I was surprised at how small the world really is. I worked with clerks from Harvard, Yale, and did projects with international NGO’s. I also completed assignments for attorneys whom I had met from previous pro bono projects completely unrelated to my internship. I constantly heard names that I recognized and it seemed that everyone in public interest was so interconnected and familiar with each other. I was surprised to see many people content with the jobs they have. Working in public interest/legal aid is not glamorous. Most people do not get into it for the money. It is long hours, hard work, coupled with emotional situations, with little gratitude for the work you do. Even with the rigorous schedule and emotional toll, many of the attorneys I met took comfort in the impact they make each day, some of them staying 20-30 years with their organization.
What do/did you like most about your job?
My favorite part of my job was being surrounded by like-minded people who were just as motivated as I am to help the most vulnerable in our community. I worked with phenomenal, dedicated individuals who genuinely wanted to help make the world a safer, more tolerant place. That is the reason I came to law school.
How do you think this experience has helped you in your career path?

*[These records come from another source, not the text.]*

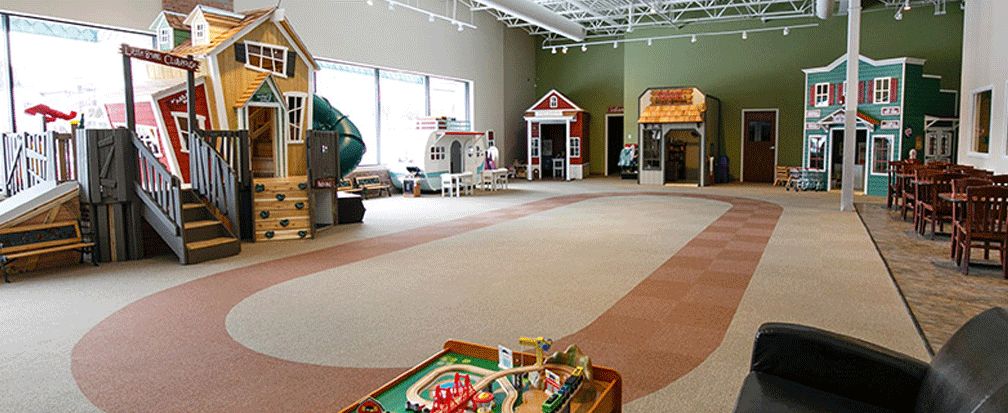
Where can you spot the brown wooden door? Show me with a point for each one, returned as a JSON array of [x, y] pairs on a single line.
[[759, 136]]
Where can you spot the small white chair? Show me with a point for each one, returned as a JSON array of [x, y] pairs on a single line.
[[449, 184], [488, 180]]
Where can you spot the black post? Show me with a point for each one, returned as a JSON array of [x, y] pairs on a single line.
[[128, 79]]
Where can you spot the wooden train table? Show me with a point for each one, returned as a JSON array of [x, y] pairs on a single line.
[[470, 369]]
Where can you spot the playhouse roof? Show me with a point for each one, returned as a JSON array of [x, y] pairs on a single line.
[[236, 28], [874, 62], [174, 20], [674, 106], [562, 103]]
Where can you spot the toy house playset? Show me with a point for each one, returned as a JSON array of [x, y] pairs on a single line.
[[678, 127], [899, 108], [557, 138]]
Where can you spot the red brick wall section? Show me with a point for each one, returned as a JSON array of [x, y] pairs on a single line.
[[185, 6]]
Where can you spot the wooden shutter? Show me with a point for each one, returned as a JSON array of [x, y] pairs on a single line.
[[291, 63], [240, 52]]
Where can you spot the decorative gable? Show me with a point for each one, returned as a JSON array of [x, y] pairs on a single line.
[[554, 101]]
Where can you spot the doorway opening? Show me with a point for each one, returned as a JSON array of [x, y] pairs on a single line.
[[682, 161], [759, 145], [262, 126], [614, 142], [837, 159]]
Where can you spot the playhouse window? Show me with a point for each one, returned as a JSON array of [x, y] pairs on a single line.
[[181, 125], [882, 92], [575, 147], [266, 57], [881, 154], [982, 121], [816, 152], [295, 115], [822, 95], [164, 38]]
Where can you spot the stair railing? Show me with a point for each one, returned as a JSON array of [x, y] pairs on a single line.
[[213, 157], [160, 190]]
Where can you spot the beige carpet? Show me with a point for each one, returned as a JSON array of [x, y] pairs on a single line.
[[819, 268]]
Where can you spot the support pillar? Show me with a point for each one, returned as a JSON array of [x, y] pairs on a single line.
[[851, 104]]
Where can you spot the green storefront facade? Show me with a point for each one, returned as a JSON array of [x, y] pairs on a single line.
[[896, 102]]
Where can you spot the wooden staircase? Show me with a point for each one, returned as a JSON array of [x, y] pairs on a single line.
[[207, 236], [281, 209]]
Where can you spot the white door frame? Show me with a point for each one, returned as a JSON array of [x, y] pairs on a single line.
[[742, 139], [609, 115]]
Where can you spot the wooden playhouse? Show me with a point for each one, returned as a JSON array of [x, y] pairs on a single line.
[[557, 138]]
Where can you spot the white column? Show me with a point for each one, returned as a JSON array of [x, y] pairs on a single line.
[[851, 118]]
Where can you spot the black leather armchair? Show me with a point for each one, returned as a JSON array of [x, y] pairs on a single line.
[[800, 369]]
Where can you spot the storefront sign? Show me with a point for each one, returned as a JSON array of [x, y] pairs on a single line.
[[160, 57]]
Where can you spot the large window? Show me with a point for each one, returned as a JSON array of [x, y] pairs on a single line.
[[385, 105], [70, 67], [982, 121], [403, 101], [822, 95], [882, 92]]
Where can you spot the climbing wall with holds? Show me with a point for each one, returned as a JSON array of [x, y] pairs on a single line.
[[281, 209]]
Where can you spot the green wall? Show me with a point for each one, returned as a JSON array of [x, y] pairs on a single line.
[[763, 72]]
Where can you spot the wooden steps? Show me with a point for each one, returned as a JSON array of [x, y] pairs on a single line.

I came to law school with a pretty good idea of what I wanted to do and this clerkship solidified that. Working at TRLA with the foster youth and immigration teams has given me an invaluable taste of public interest life. I was nervous about being able to handle the emotional toll of the cases and my experience solidified that. It was difficult and trying, but in the wake of the pandemic, TRLA was able to provide support and resources to help their employees and clerks through it. Through this process, I learned how to have a work/life/school balance. I was also able to see the immense, far-reaching difference an organization like TRLA can have on a community. I am positive that this is the right thing for me.
What is the most valuable thing you’ve learned at this job?

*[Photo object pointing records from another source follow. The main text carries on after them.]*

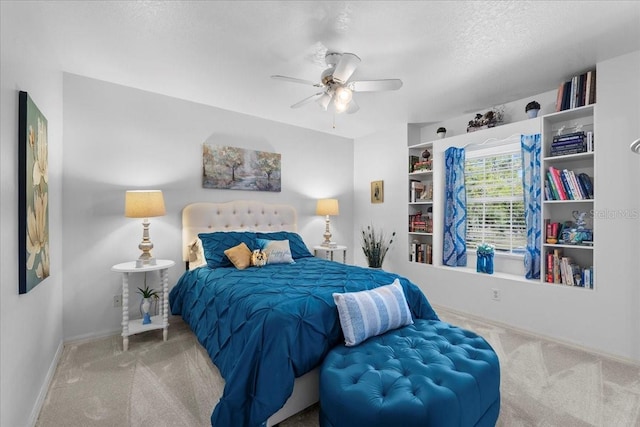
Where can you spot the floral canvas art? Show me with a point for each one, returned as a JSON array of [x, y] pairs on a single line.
[[234, 168], [33, 190]]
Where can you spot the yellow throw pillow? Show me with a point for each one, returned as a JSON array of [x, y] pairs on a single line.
[[239, 255], [196, 254]]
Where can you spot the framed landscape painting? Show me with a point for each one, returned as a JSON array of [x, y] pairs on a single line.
[[33, 195], [233, 168]]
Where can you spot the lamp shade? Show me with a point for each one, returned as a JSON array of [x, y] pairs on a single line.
[[327, 207], [143, 204]]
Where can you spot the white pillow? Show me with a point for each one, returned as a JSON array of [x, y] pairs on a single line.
[[365, 314], [278, 251]]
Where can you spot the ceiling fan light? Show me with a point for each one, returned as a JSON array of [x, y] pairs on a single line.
[[324, 101], [344, 95], [340, 107]]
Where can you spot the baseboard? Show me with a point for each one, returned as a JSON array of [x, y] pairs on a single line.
[[44, 389], [573, 345], [79, 339]]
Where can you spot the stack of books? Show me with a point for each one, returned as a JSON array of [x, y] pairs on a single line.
[[572, 143], [421, 252], [562, 270], [416, 191], [567, 185], [577, 92]]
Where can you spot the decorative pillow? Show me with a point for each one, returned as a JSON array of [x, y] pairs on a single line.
[[196, 254], [296, 244], [278, 251], [258, 258], [239, 255], [216, 243], [365, 314]]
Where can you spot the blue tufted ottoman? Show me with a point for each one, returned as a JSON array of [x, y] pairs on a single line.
[[426, 374]]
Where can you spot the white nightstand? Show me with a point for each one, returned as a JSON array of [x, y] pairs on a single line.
[[330, 251], [160, 321]]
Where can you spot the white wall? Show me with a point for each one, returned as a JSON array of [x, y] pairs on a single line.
[[31, 324], [607, 319], [118, 138], [376, 158]]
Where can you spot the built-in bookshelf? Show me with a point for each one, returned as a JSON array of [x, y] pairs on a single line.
[[420, 196], [568, 151]]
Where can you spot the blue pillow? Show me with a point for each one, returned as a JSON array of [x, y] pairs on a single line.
[[278, 251], [298, 248], [369, 313], [214, 245]]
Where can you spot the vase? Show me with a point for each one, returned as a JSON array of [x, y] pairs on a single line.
[[484, 263], [146, 318], [532, 113]]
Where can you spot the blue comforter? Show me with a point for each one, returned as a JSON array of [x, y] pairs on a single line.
[[265, 326]]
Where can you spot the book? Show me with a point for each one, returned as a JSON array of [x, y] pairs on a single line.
[[567, 185], [566, 95], [577, 186], [552, 187], [564, 136], [592, 92], [569, 176], [582, 87], [557, 181], [412, 161], [559, 97], [587, 186]]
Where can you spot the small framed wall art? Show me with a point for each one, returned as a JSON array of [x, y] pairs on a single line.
[[377, 191], [33, 195]]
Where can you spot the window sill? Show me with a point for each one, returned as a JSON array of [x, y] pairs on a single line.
[[497, 274]]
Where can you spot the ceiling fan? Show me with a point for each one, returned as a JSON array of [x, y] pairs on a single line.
[[336, 86]]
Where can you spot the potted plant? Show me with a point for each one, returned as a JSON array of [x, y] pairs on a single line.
[[532, 109], [147, 294], [375, 246]]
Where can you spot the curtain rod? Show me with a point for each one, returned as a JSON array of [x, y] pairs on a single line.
[[493, 141]]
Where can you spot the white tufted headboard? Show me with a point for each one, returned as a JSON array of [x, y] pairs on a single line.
[[208, 217]]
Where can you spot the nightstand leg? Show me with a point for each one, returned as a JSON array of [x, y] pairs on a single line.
[[165, 303], [125, 311]]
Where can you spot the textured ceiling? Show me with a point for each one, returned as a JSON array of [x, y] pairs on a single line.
[[453, 56]]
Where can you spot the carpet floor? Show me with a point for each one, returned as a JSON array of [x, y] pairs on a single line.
[[174, 383]]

This experience confirmed my “life mantra” that you truly have to be bold to succeed. You have to put yourself out there, give it all you’ve got, and be ready to fail but keep going. I created this clerkship around my interests. Over the summer, I volunteered to do extra work and participate in projects with other departments such as Migrant Worker’s Rights, Public Health Crisis, or Human Rights work. I wanted to learn as much as I could with the limited 10-12 weeks I had. I could have easily sat back and only did the work assigned to me or taken the summer off and used Covid-19 as an (valid) excuse to take a break from school. But as many attorneys told me, you do not learn the law in law school, you learn the law by being a lawyer. You learn by working in the community and helping people with their legal needs. Law school is needed to learn the basics but real hands-on work experience is how you learn the law. Even with this experience being solely online, I was able to get hands-on experience through trainings TRLA hosted, zoom/facetime interviews, phone intakes, and skype calls.